There are a number of other weird things that we did find out today: – We are living on the 4th floor, as is everyone else here. (As in, none of the rooms on the 3rd and 2nd floor are occupied). In case you didn’t know,the number “4” in Japan is similar to the number “13” in Western culture.

– The baths that we went to last night have been taped over on the main maps of the building. Apparently they have been closed for some time, but for some strange reason they are doing renovations on the Main baths, so they temporarily re-opened the decomissioned baths.

– This whole area appears to be deserted. We managed to walk into an onsen, but there was no-one there. We tried calling out a few times, (Turls used the toilet…) but no-one replied.
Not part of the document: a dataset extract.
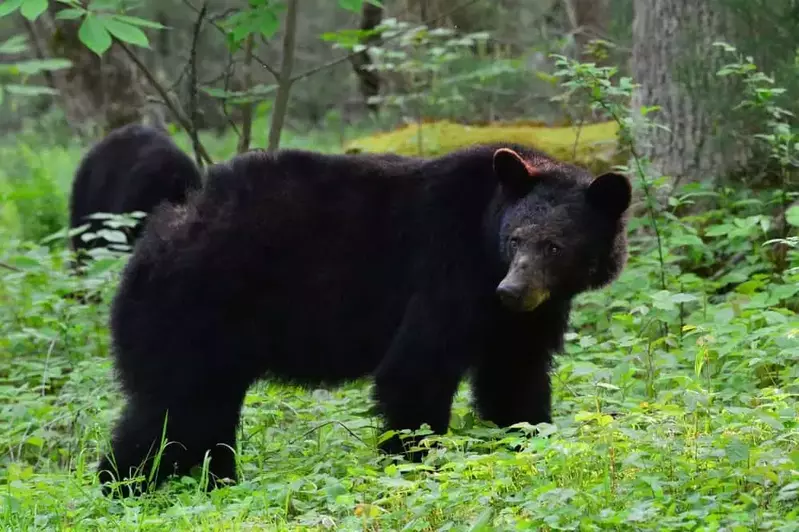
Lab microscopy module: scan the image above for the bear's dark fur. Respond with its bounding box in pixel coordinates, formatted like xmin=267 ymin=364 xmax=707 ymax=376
xmin=95 ymin=146 xmax=630 ymax=493
xmin=69 ymin=124 xmax=202 ymax=266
We fled.

– The boarded off area in the secondary lobby that I mentioned last email is marked on the maps, but like the baths in that wing, it has been taped over.

– The building has the layout and feel of an old hospital.

– The “offical” testing of the Onsen’s water occurred in Shouwa 42 (about 1971 from memory).

We managed to get quite a few pics during the day, but the hard drive on this small machine is full so they will have to wait until I get back. Instead, please enjoy a photo from the Crater of the Nakadake Vent on Mount

Aso. Yes, the water is green. There are about 10 concrete bunkers about 20m from the crater’s lip as, being an active volcano, it occasionally erupts. Like, for real, with fire and such. There is a volcanic bomb on display from sometime in the past 50 years (another Shouwa date…) that weighs 420 kg and was found 1km from the vent.